This week President Bush meets in Monterrey, Mexico with 50 other heads of state to discuss financing for Third World development. Last week, the president announced that he would ask the US Congress to set aside US$5 billion for a special development aid fund. This aid will be on top of the 10 percent increase in bilateral foreign assistance the White House has asked for in its new budget and a proposed 18 percent increase in US donations to the low-income loan fund at the World Bank.
The Bush plan is a callous, cynical attempt to make headlines and avoid international criticism in Monterrey. The funds the president has put on the table are a drop in the bucket compared with what's really needed. More important, Bush's gesture shortchanges the poor and it shortchanges the current war on terrorism, denying the US and its allies a major weapon in their fight against Bush's "evil doers" and the poverty that breeds them.
To his credit, Bush has proposed more aid money than his predecessor Bill Clinton ever did and Bush is doing more than any of his liberal critics ever expected. The multibillion dollar increases in bilateral and multilateral aid are not chicken feed. They just aren't enough.
The numbers only sound big. The new US$5 billion chunk of change is spread out over three years and doesn't start until fiscal year 2004. That's only US$1.7 billion dollars per year, which works out to be about one half of one percent of the likely growth of the US economy in those years.
This is hardly a big sacrifice on the part of American taxpayers. The proposed increased contributions to the World Bank are contingent on meeting controversial performance indicators and thus the funds may never materialize. And even when taken at face value, the administration's proposed combined increases in foreign aid will still give the world's poor less, as a portion of America's income, than any other industrial nation.
More important, the president's proposal falls woefully short of the need. The World Bank estimates that foreign aid from all sources will have to increase by US$50 billion dollars a year if there is to be any hope of cutting in half the number of people who currently live on a dollar a day by 2015. Surely the US can afford to contribute more than an additional US$2 billion a year toward that total.
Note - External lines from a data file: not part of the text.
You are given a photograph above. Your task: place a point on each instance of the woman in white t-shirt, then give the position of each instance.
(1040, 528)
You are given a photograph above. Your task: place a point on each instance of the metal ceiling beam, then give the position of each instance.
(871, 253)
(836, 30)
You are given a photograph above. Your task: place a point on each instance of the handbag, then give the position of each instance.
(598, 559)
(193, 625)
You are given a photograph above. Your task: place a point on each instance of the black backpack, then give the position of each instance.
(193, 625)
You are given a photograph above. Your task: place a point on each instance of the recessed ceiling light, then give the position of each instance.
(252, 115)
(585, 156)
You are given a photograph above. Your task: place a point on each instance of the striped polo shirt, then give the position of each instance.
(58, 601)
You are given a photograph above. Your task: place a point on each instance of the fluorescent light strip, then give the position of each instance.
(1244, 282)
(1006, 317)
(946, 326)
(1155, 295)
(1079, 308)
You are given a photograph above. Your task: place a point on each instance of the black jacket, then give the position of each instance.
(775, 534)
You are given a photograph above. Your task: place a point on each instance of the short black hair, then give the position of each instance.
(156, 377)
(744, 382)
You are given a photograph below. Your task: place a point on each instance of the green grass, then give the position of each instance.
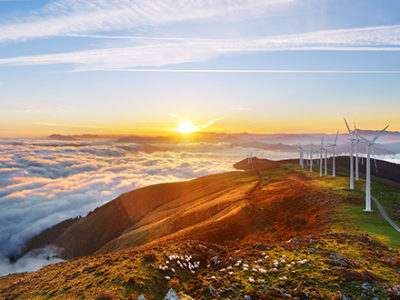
(386, 195)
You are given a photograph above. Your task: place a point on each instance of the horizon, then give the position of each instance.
(217, 117)
(280, 66)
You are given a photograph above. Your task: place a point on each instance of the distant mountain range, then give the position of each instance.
(388, 143)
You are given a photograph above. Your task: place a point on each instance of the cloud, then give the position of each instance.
(66, 17)
(32, 261)
(41, 185)
(157, 54)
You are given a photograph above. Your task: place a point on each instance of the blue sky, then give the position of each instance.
(88, 66)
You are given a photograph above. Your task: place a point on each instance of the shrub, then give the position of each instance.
(174, 283)
(149, 256)
(104, 296)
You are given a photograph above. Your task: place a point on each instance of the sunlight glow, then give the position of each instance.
(186, 127)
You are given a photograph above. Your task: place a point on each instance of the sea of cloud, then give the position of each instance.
(43, 182)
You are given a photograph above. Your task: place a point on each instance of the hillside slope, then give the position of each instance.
(305, 239)
(214, 208)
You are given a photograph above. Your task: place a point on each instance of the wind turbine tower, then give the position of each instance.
(368, 145)
(352, 139)
(320, 157)
(357, 141)
(334, 155)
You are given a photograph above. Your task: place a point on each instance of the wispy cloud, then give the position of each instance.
(258, 71)
(65, 17)
(156, 54)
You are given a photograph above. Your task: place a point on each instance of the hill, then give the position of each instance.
(272, 232)
(213, 208)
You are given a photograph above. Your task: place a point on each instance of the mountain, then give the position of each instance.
(272, 231)
(213, 208)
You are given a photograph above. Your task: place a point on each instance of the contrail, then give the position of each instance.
(256, 71)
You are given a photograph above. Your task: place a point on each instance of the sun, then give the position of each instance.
(186, 127)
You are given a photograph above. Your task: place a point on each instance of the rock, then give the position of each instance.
(212, 290)
(215, 260)
(366, 286)
(171, 295)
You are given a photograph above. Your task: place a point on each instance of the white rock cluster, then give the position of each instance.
(185, 262)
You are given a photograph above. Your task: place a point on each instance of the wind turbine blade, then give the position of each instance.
(347, 125)
(364, 139)
(379, 134)
(373, 154)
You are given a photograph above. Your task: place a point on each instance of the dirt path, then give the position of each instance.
(383, 212)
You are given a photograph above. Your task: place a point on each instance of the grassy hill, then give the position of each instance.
(275, 233)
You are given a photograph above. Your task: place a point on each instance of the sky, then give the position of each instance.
(141, 67)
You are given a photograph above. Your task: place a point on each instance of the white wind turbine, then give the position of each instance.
(357, 141)
(368, 145)
(301, 161)
(320, 157)
(334, 155)
(326, 161)
(352, 139)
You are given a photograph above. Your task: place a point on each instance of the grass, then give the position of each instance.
(131, 273)
(352, 203)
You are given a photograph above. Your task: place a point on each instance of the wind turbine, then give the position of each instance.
(368, 145)
(249, 157)
(334, 154)
(301, 161)
(352, 139)
(357, 141)
(320, 157)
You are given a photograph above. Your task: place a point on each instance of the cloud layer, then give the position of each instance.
(63, 17)
(43, 183)
(160, 53)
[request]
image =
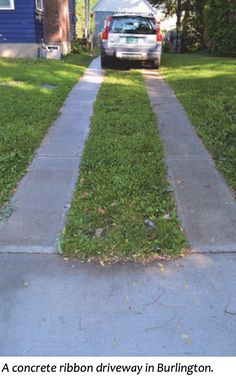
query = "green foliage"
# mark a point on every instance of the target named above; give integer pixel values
(220, 26)
(31, 94)
(206, 87)
(123, 187)
(207, 24)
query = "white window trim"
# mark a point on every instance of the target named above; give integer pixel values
(38, 8)
(10, 8)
If only because its in America's and the world's self interest.
Per capita income has not increased in Africa since the nineteen sixties. Is it any wonder that there is a civil war in the Congo, that there has been genocide in Rwanda and that terrorist-harboring regimes have emerged in Somalia and Sudan. Africa is a swamp that is breeding the next generation of terrorists. And the only way to drain that swamp is to reduce poverty.
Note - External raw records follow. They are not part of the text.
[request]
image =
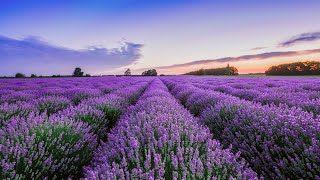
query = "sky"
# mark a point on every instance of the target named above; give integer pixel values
(174, 36)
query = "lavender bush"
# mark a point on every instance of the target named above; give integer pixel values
(38, 148)
(159, 139)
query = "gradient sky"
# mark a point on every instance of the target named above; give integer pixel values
(175, 36)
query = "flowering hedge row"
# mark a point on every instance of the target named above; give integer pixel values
(159, 139)
(279, 142)
(51, 138)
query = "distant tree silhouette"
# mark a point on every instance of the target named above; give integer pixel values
(77, 72)
(127, 72)
(231, 71)
(150, 72)
(20, 75)
(295, 69)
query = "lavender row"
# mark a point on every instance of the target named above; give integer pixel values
(75, 90)
(278, 142)
(308, 101)
(159, 139)
(34, 146)
(298, 92)
(57, 100)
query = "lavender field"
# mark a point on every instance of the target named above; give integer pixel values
(178, 127)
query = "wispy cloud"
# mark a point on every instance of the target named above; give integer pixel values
(301, 38)
(32, 55)
(258, 48)
(263, 56)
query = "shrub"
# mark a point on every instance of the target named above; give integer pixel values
(51, 104)
(37, 148)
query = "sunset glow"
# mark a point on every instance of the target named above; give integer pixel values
(53, 37)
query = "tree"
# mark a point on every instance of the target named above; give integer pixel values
(78, 72)
(295, 68)
(127, 72)
(230, 71)
(20, 75)
(150, 72)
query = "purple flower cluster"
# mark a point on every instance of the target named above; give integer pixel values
(158, 139)
(50, 129)
(279, 142)
(39, 147)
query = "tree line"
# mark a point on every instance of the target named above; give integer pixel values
(229, 71)
(296, 68)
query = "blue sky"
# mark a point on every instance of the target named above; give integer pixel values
(104, 37)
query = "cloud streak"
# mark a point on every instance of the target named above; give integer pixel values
(263, 56)
(32, 55)
(301, 38)
(258, 48)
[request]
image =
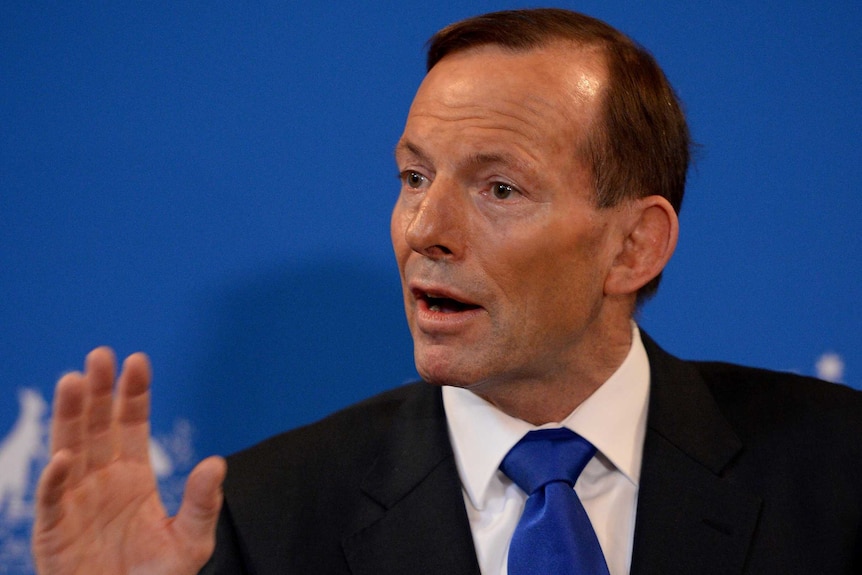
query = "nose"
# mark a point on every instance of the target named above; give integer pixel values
(435, 225)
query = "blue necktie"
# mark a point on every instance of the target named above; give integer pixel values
(554, 535)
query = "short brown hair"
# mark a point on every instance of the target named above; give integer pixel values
(641, 145)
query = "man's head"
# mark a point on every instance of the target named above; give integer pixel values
(640, 144)
(513, 270)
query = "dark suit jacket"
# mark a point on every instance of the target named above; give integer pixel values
(744, 471)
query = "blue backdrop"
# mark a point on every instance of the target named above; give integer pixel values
(211, 183)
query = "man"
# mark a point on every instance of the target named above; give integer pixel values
(542, 164)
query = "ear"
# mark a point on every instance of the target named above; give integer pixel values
(651, 228)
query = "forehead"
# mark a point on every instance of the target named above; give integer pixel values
(544, 94)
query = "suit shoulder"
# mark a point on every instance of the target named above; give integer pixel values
(766, 396)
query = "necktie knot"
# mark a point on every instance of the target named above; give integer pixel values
(547, 455)
(554, 534)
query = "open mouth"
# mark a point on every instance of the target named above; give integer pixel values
(445, 305)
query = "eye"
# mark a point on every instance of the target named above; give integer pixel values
(502, 191)
(412, 179)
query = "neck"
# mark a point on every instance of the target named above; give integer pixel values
(553, 396)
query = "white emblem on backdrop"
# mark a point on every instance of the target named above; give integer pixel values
(23, 454)
(830, 367)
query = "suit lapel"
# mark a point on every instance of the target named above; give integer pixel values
(690, 519)
(413, 519)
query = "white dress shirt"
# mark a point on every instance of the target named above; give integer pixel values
(613, 419)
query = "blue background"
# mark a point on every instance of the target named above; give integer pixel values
(212, 182)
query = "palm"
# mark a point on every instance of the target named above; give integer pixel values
(98, 508)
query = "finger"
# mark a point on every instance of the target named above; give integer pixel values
(50, 489)
(68, 422)
(99, 377)
(196, 520)
(132, 409)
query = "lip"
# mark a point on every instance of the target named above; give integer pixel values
(432, 320)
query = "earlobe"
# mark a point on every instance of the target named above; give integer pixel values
(651, 232)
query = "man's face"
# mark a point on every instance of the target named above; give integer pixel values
(502, 252)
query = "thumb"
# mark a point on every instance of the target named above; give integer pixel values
(195, 522)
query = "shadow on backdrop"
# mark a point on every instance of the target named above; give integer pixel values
(289, 347)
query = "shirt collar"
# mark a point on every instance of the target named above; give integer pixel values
(613, 419)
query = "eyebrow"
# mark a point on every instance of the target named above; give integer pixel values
(409, 147)
(476, 159)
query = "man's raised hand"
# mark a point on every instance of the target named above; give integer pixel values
(98, 508)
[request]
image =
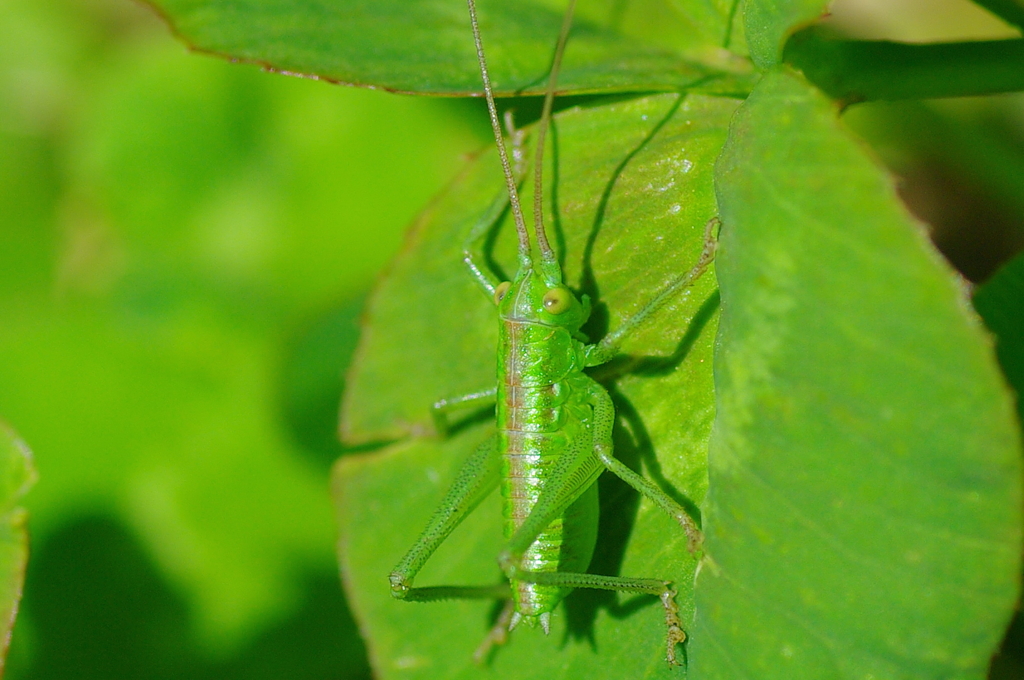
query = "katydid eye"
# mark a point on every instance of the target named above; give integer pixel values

President Bush says that trade and foreign investment are the best way to help people help themselves. He's right. And governments in Europe and Japan agree with him. But the vast majority of foreign investment flowing to developing countries goes to a handful of nations, principally China. Chad could clean up its act and still not attract or retain much investment simply because its too small, too remote and too poor. Similarly, the 49 least-developed countries -- those nations at the center of the foreign aid debate -- exported only US$19 billion in merchandise and non-oil commodities in 2000. More trade would help them, but its no panacea because their export base is so small.